TENSIONS between Israel and Iran heightened last night as Mahmoud Ahmadinejad headed for the Israeli border.
This came after the Iranian President declared Israel a “fabricated regime” and Lebanon a “university for jihad”.
Mr Ahmadinejad received a rapturous welcome on his first visit to Israel’s neighbour Lebanon as he toured strongholds of the militant organisation Hezbollah.
“Lebanon is an example and school for unwavering resistance to the world’s tyrants and a university for jihad,” he told a rally.
The visit was condemned by the US and had Israel on military alert on its northern border, where only weeks ago there was a firefight between Israeli and Lebanese troops.
Washington and other Western countries called on the Iranian leader not to tour the border area. Mr Ahmadinejad was planning to visit two towns there that had been bombed by Israel during the 2006 war between Israel and Hezbollah.
White House spokesman Robert Gibbs described the visit as “provocative”.
“I think it suggests that Hezbollah values its allegiance to Iran over its allegiance to Lebanon,” he said.
US Secretary of State Hillary Clinton said: “We reject any efforts to destabilise or inflame tensions within Lebanon. We would hope that no visitor would do anything or say anything that would give cause to greater tension or instability in that country.”
The most sensitive part of the tour was a planned overnight visit to two Shia villages near the Israeli border, BintJbeil, which Hezbollah calls “the capital of resistance”, and Kfar Kana. Both were bombed by Israel in the 2006 war with Hezbollah and rebuilt with Iranian money.
Early reports had suggested Mr Ahmadinejad was planning to throw rocks across the border but Lebanese media later reported that this was not likely to happen.
Although Mr Ahmadinejad received a rousing reception in Hezbollah areas, elements of Lebanon’s majority pro-Western alliance of Prime Minister Saad Hariri were known to be uneasy with the visit. The group, known as the March 14 Alliance, holds the parliamentary majority. But under an agreement made in Doha in 2008, as long as Hezbollah can deliver support from one-third of the parliament, it has a power to veto legislation.
This means Mr Hariri, aligned with Iran’s rival Saudi Arabia, is trying to govern with the knowledge that Hezbollah can veto any proposed changes.
While Mr Hariri yesterday met Mr Ahmadinejad, he is known to be concerned the visit may set off tensions between Shia and Sunni Muslims. Two years ago, Hezbollah fighters took to the streets to oppose changes proposed, then abandoned, by the government.

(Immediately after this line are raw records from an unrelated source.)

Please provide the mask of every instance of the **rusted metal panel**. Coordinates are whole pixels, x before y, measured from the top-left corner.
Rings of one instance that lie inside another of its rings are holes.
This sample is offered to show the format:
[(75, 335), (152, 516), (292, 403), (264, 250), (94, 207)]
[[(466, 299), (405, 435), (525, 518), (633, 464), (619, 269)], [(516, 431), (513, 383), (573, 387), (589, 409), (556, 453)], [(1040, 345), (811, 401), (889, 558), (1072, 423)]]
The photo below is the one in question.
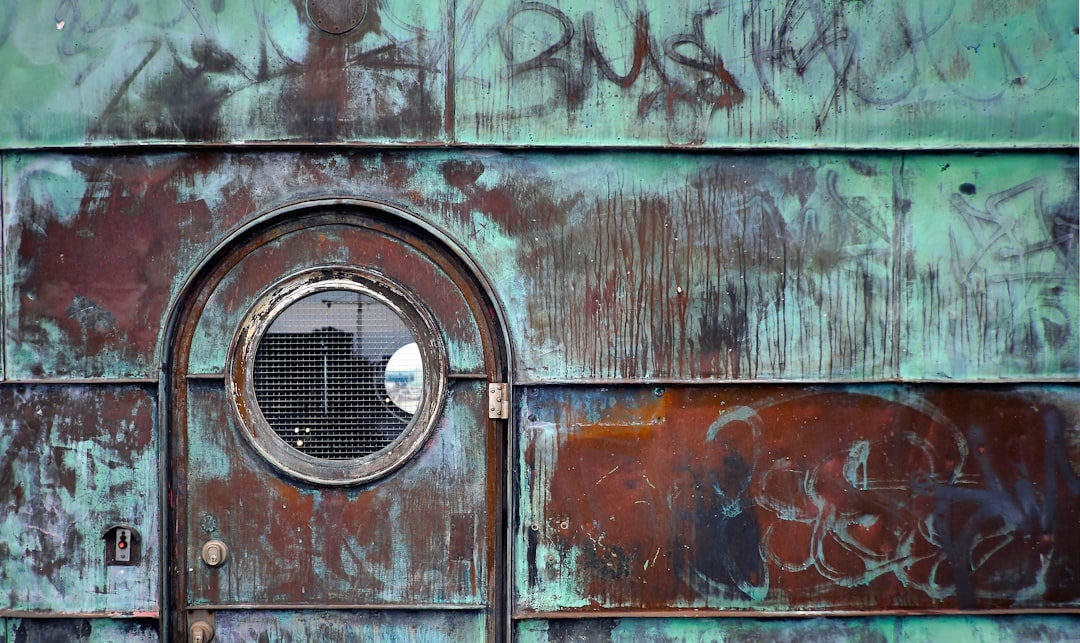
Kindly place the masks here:
[[(451, 386), (448, 413), (393, 475), (361, 486), (276, 474), (242, 439), (221, 381), (193, 380), (188, 424), (188, 601), (203, 605), (428, 605), (482, 610), (490, 519), (483, 381)], [(468, 556), (452, 544), (468, 514)], [(199, 561), (226, 542), (221, 568)]]
[(936, 616), (829, 619), (586, 619), (525, 621), (518, 624), (520, 643), (717, 643), (723, 641), (1074, 641), (1076, 616)]
[[(156, 617), (155, 390), (0, 387), (0, 614)], [(141, 559), (107, 566), (107, 529), (132, 525)]]
[(1075, 386), (530, 387), (519, 421), (520, 615), (1080, 606)]
[(1077, 24), (1053, 0), (10, 3), (0, 146), (1075, 145)]
[(193, 161), (4, 157), (9, 377), (156, 376), (170, 298), (230, 224)]
[(219, 611), (214, 625), (226, 641), (435, 643), (485, 640), (483, 614), (468, 611)]
[(157, 643), (156, 621), (143, 619), (0, 618), (3, 641), (11, 643)]
[(19, 154), (5, 170), (12, 378), (154, 376), (166, 308), (214, 245), (328, 194), (398, 206), (469, 254), (522, 381), (1080, 372), (1075, 154)]

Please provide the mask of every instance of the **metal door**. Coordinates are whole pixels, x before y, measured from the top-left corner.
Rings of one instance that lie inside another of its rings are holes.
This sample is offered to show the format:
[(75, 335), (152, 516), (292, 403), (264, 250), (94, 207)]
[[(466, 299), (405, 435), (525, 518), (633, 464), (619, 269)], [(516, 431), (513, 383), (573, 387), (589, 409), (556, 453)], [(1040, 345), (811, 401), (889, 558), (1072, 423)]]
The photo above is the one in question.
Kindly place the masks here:
[[(166, 392), (177, 639), (501, 637), (494, 310), (435, 233), (370, 205), (288, 208), (207, 262), (174, 315)], [(372, 348), (379, 319), (390, 339)], [(395, 399), (410, 376), (414, 399)], [(340, 427), (309, 417), (331, 407)]]

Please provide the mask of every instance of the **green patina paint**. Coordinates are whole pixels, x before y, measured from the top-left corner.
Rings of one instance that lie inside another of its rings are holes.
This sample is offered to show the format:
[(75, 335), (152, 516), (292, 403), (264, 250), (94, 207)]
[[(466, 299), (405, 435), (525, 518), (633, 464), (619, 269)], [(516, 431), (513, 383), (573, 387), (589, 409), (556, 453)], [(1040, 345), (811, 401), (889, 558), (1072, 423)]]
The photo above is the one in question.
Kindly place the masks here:
[(483, 641), (486, 624), (483, 613), (469, 611), (232, 610), (216, 615), (221, 631), (251, 632), (270, 641)]
[[(153, 397), (134, 387), (0, 389), (0, 610), (157, 610), (157, 436)], [(139, 531), (142, 560), (108, 567), (105, 530)]]
[(1075, 141), (1076, 8), (984, 5), (459, 4), (457, 133), (526, 145), (937, 146), (1051, 142), (1048, 130)]
[(1040, 156), (905, 165), (901, 376), (1080, 372), (1076, 183)]
[(1076, 616), (903, 616), (829, 619), (622, 618), (521, 621), (522, 643), (589, 640), (596, 643), (726, 643), (728, 641), (936, 641), (1075, 640)]
[(411, 0), (343, 36), (304, 7), (13, 5), (0, 145), (1077, 141), (1075, 3)]

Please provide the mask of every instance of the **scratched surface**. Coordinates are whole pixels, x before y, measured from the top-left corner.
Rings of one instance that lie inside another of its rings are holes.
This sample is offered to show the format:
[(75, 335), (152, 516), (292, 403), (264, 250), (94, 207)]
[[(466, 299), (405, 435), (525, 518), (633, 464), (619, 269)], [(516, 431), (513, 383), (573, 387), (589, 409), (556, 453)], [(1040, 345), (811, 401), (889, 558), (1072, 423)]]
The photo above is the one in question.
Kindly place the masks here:
[(0, 147), (1077, 142), (1073, 2), (308, 4), (6, 3)]
[[(160, 537), (155, 389), (0, 387), (0, 612), (156, 616)], [(105, 565), (105, 531), (142, 560)]]
[(1076, 616), (949, 616), (830, 619), (596, 619), (525, 621), (520, 643), (938, 643), (1075, 641)]
[[(449, 605), (488, 591), (489, 475), (482, 381), (456, 382), (448, 412), (394, 475), (346, 488), (275, 474), (240, 437), (221, 381), (193, 381), (188, 424), (191, 605)], [(219, 569), (198, 559), (230, 546)]]
[(519, 614), (1080, 606), (1075, 386), (523, 395)]
[(214, 245), (328, 194), (470, 255), (521, 381), (1080, 373), (1070, 153), (24, 153), (3, 186), (11, 378), (155, 376)]

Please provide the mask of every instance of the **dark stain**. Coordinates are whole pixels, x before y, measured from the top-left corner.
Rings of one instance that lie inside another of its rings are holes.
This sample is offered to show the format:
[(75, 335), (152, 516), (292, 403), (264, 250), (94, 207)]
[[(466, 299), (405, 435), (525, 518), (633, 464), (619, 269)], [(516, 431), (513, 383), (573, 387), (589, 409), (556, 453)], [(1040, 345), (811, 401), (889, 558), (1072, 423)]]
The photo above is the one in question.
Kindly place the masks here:
[(529, 587), (536, 587), (540, 581), (539, 567), (536, 564), (536, 550), (540, 546), (539, 525), (529, 525), (525, 530), (525, 561), (529, 567)]
[(736, 450), (723, 450), (721, 468), (704, 474), (704, 484), (695, 489), (694, 511), (682, 519), (691, 524), (695, 536), (694, 568), (717, 585), (741, 593), (767, 587), (759, 551), (761, 530), (748, 489), (752, 471)]
[[(98, 624), (107, 624), (95, 632)], [(156, 641), (158, 625), (142, 618), (26, 618), (15, 628), (12, 643), (90, 643), (103, 640), (106, 633), (127, 641)]]
[[(307, 0), (293, 0), (300, 15)], [(288, 131), (314, 142), (350, 138), (431, 141), (440, 136), (439, 69), (423, 37), (398, 42), (382, 27), (378, 3), (343, 34), (308, 33), (307, 57), (284, 72), (280, 101)]]
[(447, 183), (465, 191), (475, 186), (476, 180), (484, 173), (484, 164), (479, 160), (453, 159), (440, 163), (439, 169)]
[[(877, 176), (877, 168), (870, 163), (864, 163), (859, 159), (851, 159), (848, 161), (848, 166), (855, 170), (855, 173), (859, 176)], [(947, 167), (947, 165), (946, 165)]]
[(975, 195), (975, 184), (974, 183), (961, 183), (960, 184), (960, 193), (961, 194), (966, 194), (968, 196), (974, 196)]
[(15, 628), (15, 643), (80, 643), (90, 640), (85, 618), (23, 619)]
[(618, 620), (607, 618), (588, 619), (584, 621), (577, 619), (551, 619), (547, 621), (547, 638), (545, 643), (576, 643), (578, 641), (609, 643), (614, 640), (613, 635), (618, 624)]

Mr Ahmadinejad told a rally yesterday: “The Iranian nation will always stand beside the Lebanese nation and will never abandon them . . . we will surely help the Lebanese nation against animosities, mainly staged by the Zionist regime.
“(Israel) feels it has reached a dead end and may stage new treacherous acts to rescue its existence and to create opportunities for itself. I announce here and now that any new treacherous act will merely shorten this fabricated regime’s disgraceful life.”